Ibrahimi, che lavora come corrispondente dall'Afghanistan
settentrionale per l'Institute for War and Peace Reporting
(IWPR), dopo diversi reportage critici sui signori della guerra
era stato interrogato dai servizi segreti afghani e minacciato di
morte. Poiché non gli si poteva contestare nessun tipo di
reato, con un pretesto il 27 ottobre 2007 è stato
arrestato suo fratello Sayed Parwez Kaambakhsh, giovane studente
di giornalismo. E' lui che ora rischia la pena di morte essendo
accusato della presunta diffusione di scritti anti-islamici.

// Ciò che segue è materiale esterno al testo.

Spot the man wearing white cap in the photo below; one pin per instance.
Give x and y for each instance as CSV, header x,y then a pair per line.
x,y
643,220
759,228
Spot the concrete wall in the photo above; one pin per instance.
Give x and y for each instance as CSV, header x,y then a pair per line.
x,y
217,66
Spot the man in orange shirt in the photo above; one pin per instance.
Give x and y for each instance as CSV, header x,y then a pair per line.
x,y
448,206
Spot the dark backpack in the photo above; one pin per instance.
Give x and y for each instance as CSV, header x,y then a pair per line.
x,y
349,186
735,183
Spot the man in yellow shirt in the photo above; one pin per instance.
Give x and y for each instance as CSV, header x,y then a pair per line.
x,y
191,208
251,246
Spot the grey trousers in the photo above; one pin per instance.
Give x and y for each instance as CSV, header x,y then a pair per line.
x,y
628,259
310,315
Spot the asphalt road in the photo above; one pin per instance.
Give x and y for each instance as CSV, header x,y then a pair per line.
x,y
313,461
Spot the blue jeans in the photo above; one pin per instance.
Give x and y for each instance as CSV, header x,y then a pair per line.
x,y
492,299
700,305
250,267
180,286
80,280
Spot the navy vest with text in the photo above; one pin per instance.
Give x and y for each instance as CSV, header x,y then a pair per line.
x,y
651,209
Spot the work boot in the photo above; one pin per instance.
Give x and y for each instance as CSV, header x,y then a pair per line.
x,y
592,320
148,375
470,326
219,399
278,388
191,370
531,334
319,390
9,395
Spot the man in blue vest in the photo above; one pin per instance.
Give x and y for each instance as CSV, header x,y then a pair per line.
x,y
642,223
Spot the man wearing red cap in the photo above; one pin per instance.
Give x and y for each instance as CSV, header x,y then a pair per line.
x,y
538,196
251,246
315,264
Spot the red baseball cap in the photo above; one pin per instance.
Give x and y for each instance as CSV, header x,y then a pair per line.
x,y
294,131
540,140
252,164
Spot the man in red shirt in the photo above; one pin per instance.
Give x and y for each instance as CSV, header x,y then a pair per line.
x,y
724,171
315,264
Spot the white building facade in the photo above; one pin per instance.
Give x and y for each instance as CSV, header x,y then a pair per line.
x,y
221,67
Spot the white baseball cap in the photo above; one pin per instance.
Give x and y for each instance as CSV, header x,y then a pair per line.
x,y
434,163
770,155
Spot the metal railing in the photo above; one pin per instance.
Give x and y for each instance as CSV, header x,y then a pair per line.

Lo
studente si dichiara innocente in quanto un testo scaricato da
internet solo in secondo momento è stato attribuito a lui.
Invece di tenere il processo presso un Tribunale ordinario, il
procedimento è stato trasferito al Consiglio religioso
della provincia. In questo caso rischia la pena di morte per
impiccagione per presunta blasfemia.
In un altro procedimento tre persone rischiano la pena di morte,
tra cui il famoso giornalista Ghaws Zalmai, perché hanno
tradotto il Corano in Dari, la lingua locale. La condanna per
impiccagione per una quarta persona è stata invece appena
eseguita. Questa esecuzione è stata trasmessa dalla
Televisione indipendente Aryana TV il 19 novembre dopo che l'11
novembre più di 1000 studenti avevano dimostrato per
l'esecuzione di queste quattro persone. La traduzione del Corano
nel credo islamico non è consentita, poiché si
tratterebbe anche di una interpretazione della versione
originale.
Zalmai, che fino a poco tempo fa aveva vissuto in esilio in Gran
Bretagna, lavorava ultimamente come portavoce del Procuratore
generale della Repubblica. Aveva organizzato la distribuzione di
6000 copie del Corano tradotto. L'APM in una lettera al
Presidente afghano Hamid Garzai sottolinea il fatto che
nonostante la traduzione sia stata rifiutata da studiosi
islamici, la pena di morte per impiccagione per i quattro
imputati è assolutamente sproporzionata e non
mancherà di far calare un'ulteriore ombra sull'immagine
dell'Afghanistan. Per l'APM non c'è nessuna speranza che
venga celebrato un processo equo, tanto più che dopo la
nomina nel 2002 a Giudice Supremo di Haji Faizal Shinwari, noto
islamico radicale, più di 300 sui seguaci sono stati
nominati a loro volta magistrati. L'arbitrio e la corruzione
ormai dilagano nel sistema giudiziario afghano.